07/08/2021 14:44 | Category: dsa

Tags: map_adtset_adthashingadt

map set adt

Maps and Sets are the backing of HashMaps - one of the most useful data strucutre in CS.

Maps

The following are characteristics of maps. This structure can store and retrieve data based on keys. These keys are unique identifiers that cannot be changed. Changing keys would impact our ability to search, which is why they are immutable.

Key points:

  • Collections of key-value pairs
    • <K, V> -> <Key, Value>
  • Searchable
  • Unordered (when used with hashing)

Example: Phone numbers and names. The "key" is the phone number while the name is a "value".

Backing structure

Arrays are the standard hashmap backing structure. These are typically called a backing table.

Prime numbers are generally chosen for the backing length to avoid limit collisions during compression.

Hash function

This represents our key object as an integer value (hashcode)

  • Maps the hashcode to an integer in the backing array
  • If A.equals(B) -> A.hashcode() == B.hashcode()
  • If A.hashcode() == B.hashcode() we CAN'T assume A.equals(B)

Verbiage

  • The mapping of a key to an integer is done via a hashfunction

  • The result of applying a hashfunction to a key is a hashcode

  • Note: In Java hashmap and hashtable mean two different things.

Methods

  • V put(<K, v>) - takes in an entry
    • Will add the entry to the map or replace an existing entry's value
      • If a value is replaced it will return the old value
      • If a new entry is added it returns null
  • V get(<K>) - takes in a key and returns the value V
  • V remove(K) - takes in a key and returns the removed value
  • Set<K> keySet() - returns a set of all the keys in the map
  • List<V> values() - returns a list of all values in the map
    • Ordering is ignored
  • size - number of entries, n
  • capacity - the size of the backing array

Motivation for hashmaps

We want to access a specific value using search in O(1).

Arrays allow indexes to be accessed in O(1) time, so this takes advantage of that property.

Showing access of hashmap in an array:

Showing access of hashmap in an array

Hash functions and compression

When working with hash functions and compression we need to keep the data in a smaller backing array. The key is parsed using a hashcode() to reduce the size then compressed to fit within the backing array.

Example: Department store items with a key value.

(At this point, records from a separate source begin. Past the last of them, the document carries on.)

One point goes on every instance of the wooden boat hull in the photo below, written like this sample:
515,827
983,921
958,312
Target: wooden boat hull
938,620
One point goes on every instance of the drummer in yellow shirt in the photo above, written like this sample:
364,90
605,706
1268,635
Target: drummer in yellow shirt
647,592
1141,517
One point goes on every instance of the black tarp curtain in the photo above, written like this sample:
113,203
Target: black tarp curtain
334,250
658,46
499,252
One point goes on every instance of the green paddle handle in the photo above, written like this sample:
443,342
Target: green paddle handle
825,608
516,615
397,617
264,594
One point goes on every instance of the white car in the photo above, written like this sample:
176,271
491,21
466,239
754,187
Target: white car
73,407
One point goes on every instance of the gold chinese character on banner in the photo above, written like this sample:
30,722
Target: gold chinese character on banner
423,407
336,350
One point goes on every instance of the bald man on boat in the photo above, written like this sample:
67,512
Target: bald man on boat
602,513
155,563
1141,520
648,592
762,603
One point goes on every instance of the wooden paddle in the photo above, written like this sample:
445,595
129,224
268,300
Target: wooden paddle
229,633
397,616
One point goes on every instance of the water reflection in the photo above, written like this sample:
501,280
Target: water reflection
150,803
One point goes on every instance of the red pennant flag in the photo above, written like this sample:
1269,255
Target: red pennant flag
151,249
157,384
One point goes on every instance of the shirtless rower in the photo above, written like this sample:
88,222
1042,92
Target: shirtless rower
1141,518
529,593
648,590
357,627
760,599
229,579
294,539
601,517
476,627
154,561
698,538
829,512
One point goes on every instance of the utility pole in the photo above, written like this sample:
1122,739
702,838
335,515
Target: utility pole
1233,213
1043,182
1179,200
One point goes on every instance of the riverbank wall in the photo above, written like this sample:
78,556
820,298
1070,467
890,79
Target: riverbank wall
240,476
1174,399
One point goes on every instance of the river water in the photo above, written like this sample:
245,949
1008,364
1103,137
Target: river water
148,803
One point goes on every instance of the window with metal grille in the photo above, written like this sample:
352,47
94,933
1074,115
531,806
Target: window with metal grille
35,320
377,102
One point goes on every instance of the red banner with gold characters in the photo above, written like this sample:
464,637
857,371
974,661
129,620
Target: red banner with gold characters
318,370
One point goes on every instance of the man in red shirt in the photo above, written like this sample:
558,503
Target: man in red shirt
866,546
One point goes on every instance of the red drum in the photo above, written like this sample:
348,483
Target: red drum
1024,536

This key is hashcode() to return the last 4 digits of the key. Then, to compress further we mod the key by the backing array size.

Example hash function with compression showing keys

Collisions

Collisions are when you have a hashed, compressed index value that returns the same index value as another record.

In a practical sesne we will always have collisions. Even with a perfect hashfunction mapping keys to integers we still don't hav einfinite memory.

There is no real reason to have an array of length in millions if we only store ten pairs in it.

Avoiding collisions

Collisions affect our ability to search.

  • Resize to a larger table
    • newCapacity = (2 * currCapacity) + 1
    • This reduces the number of collisions
    • Do not wait until the backing structure is entirely full
  • Resize when the maximum load factor is hit
    • load factor = size / capacity = n/N
    • Typical maximum load factor: 60-70%
  • Use of prime numbers for the capacity
    • Minimizes the collisions when data exhibits some particular patterns

Sets

This is the same as a Map except we only have keys, our data has no values.

This is similar to the concept of a set in math, except that sets are typed to hold only one type of data. Similarly, we can sometimes hear people say the term dictionary refer to a map. This is common in Python, where dictionary refers to the map.

Similar to other data structures like BSTs we can think of them as implementing the Set ADT or Map ADT. If we search in a BST to check for membership of data then it's a Set.

If we look up an identifier tied to other data (user record) then it's a Map.